Contents
In brief
When most employers buy the same few hiring-screening products, rejections cluster—not only for individuals but across demographic groups. A large empirical study (3 million applicants, 4 million applications, one vendor) reports measurable adverse impact and surprisingly uniform “reject everywhere” outcomes.
What they studied
Researchers tested algorithmic monoculture: shared vendor logic across employers may amplify correlated errors and bias. They combined outcome statistics with U.S. employment discrimination adverse-impact analysis and used deterministic replicability of the vendor’s models to simulate what would happen if each applicant applied to every opening.
Key findings
- Racial disparities: 14.74% of applications from Asian applicants and 25.87% from Black applicants went to roles where the screener adversely impacted those groups under standard tests.
- Homogeneous rejections: 4% of people who applied to ten roles were recommended for rejection on all ten—more often than chance would predict.
- Need to apply widely: applicants likely must submit to many positions before a human review becomes probable.

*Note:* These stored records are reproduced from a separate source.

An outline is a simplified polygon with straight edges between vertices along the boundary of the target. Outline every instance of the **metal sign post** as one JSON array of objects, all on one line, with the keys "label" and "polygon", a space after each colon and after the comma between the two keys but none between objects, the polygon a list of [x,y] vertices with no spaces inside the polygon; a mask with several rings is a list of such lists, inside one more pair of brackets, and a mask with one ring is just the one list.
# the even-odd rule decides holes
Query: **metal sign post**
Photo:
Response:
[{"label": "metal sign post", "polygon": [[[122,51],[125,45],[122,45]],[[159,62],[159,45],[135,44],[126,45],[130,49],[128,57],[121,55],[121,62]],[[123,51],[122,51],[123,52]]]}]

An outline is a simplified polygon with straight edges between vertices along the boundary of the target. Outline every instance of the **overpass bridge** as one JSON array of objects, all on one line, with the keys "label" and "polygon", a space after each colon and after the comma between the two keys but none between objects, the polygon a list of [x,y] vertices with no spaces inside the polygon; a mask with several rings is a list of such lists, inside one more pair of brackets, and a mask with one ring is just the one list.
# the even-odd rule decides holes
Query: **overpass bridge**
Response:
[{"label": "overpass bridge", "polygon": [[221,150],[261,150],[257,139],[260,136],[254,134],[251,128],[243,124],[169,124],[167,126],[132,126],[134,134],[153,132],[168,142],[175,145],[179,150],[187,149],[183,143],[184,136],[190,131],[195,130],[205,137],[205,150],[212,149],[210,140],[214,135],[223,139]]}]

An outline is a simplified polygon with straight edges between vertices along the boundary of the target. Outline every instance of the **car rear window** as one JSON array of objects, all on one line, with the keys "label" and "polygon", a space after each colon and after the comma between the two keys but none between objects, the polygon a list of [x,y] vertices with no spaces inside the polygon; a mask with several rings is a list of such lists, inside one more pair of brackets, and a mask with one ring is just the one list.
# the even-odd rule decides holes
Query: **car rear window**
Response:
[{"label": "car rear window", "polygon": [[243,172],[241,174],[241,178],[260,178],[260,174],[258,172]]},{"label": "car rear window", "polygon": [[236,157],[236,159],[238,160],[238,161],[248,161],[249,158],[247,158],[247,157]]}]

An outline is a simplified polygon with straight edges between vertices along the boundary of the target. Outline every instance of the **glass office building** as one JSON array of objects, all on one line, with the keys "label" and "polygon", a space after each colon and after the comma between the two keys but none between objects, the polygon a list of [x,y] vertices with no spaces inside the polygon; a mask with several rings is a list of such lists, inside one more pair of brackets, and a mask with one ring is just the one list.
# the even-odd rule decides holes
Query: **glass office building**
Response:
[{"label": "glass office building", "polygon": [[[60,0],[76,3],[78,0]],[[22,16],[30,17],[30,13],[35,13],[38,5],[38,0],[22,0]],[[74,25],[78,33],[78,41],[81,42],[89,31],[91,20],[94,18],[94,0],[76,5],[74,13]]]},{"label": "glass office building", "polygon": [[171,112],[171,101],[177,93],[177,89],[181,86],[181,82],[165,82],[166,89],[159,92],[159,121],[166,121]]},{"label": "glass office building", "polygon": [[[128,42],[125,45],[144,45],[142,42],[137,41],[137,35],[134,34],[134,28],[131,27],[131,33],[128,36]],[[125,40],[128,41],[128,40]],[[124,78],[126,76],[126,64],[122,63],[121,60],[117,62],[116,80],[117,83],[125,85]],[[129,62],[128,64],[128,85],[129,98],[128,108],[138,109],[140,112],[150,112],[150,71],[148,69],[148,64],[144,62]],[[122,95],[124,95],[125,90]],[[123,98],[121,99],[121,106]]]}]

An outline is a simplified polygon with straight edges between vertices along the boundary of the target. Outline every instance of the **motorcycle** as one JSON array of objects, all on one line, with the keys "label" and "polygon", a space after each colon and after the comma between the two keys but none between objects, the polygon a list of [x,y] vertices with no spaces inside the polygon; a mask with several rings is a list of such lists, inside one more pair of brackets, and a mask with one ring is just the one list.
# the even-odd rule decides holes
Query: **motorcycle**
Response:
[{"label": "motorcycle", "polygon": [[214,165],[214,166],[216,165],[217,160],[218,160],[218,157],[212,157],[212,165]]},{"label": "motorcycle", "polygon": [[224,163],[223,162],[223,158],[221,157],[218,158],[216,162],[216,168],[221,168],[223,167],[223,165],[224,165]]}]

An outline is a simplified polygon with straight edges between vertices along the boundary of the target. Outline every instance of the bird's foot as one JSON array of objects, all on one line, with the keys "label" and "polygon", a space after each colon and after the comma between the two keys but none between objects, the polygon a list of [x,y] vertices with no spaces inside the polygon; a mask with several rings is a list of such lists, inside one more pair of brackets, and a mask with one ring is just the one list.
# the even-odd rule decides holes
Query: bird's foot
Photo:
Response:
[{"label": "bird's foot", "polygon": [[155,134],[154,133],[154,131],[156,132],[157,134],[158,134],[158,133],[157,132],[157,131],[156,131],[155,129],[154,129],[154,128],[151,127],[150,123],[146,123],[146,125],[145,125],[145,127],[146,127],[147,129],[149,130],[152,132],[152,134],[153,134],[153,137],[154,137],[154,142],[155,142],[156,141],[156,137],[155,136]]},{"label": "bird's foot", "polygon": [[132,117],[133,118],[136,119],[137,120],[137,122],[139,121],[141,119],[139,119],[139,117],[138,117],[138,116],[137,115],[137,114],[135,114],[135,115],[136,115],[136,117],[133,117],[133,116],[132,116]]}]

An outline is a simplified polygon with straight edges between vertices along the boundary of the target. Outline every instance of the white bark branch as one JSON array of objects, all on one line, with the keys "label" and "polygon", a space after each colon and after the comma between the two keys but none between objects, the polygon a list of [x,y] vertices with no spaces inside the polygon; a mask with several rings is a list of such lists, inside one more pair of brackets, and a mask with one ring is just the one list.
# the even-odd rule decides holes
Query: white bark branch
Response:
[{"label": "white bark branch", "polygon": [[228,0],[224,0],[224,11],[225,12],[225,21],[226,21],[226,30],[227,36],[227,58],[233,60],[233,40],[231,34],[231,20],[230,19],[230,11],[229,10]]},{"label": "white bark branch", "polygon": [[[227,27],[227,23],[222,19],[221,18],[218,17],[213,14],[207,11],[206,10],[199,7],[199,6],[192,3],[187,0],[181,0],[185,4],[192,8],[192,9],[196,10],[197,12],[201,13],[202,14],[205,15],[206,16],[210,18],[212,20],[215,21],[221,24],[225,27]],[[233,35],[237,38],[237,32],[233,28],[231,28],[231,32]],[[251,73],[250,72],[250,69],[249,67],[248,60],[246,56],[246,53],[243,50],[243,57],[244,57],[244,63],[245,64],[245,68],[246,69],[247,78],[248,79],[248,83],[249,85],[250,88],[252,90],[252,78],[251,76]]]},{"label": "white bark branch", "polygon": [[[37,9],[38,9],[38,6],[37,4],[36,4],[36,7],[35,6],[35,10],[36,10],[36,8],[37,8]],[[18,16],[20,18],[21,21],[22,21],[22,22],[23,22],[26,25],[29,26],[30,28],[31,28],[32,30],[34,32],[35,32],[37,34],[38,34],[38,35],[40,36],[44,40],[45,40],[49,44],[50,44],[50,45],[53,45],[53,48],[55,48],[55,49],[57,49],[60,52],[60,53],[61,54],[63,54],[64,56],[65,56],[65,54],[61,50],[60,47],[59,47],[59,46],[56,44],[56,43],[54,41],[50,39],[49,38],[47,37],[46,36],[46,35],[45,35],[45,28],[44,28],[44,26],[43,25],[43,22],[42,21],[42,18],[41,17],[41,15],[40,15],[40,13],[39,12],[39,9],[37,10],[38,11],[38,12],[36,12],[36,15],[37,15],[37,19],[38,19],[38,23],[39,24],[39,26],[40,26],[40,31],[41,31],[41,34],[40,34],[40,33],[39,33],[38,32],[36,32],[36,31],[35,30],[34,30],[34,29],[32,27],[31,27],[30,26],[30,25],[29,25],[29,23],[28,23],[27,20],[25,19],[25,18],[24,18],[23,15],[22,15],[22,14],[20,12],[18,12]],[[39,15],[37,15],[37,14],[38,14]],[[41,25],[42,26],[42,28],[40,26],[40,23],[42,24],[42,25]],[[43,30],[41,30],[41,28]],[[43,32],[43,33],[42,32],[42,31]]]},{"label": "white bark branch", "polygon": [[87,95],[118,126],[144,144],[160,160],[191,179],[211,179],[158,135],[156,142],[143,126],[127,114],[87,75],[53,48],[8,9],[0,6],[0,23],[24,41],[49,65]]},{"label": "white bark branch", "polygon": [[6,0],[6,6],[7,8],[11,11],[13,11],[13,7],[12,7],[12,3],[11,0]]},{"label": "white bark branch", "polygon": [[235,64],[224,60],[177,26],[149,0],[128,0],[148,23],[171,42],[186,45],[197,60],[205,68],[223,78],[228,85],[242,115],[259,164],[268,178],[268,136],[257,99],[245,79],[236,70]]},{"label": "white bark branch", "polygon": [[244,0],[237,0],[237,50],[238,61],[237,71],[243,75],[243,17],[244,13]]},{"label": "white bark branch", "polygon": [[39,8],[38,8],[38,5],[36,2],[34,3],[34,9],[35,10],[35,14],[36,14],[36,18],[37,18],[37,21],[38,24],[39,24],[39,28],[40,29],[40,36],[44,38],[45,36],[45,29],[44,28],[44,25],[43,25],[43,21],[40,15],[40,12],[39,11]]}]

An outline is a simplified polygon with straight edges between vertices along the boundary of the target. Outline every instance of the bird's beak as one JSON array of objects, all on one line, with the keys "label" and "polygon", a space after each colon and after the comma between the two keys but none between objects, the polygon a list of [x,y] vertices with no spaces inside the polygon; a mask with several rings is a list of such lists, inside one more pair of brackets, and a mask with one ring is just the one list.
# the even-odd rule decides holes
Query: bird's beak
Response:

What this means for developers
Building resume rankers, ATS integrations, or HR copilots:
- Market-leading vendor ≠ low risk—shared models create industry-wide exposure.
- Ship adverse-impact monitoring by cohort and decision audit logs.
- Add human escalation on low-confidence scores instead of hard auto-rejects.
- Test for correlated rejections when one person applies to many reqs.
Limitations
Single vendor, U.S.-centric legal framing; no universal fix for a specific API. The paper measures scale and correlation, not vendor-specific remediation steps.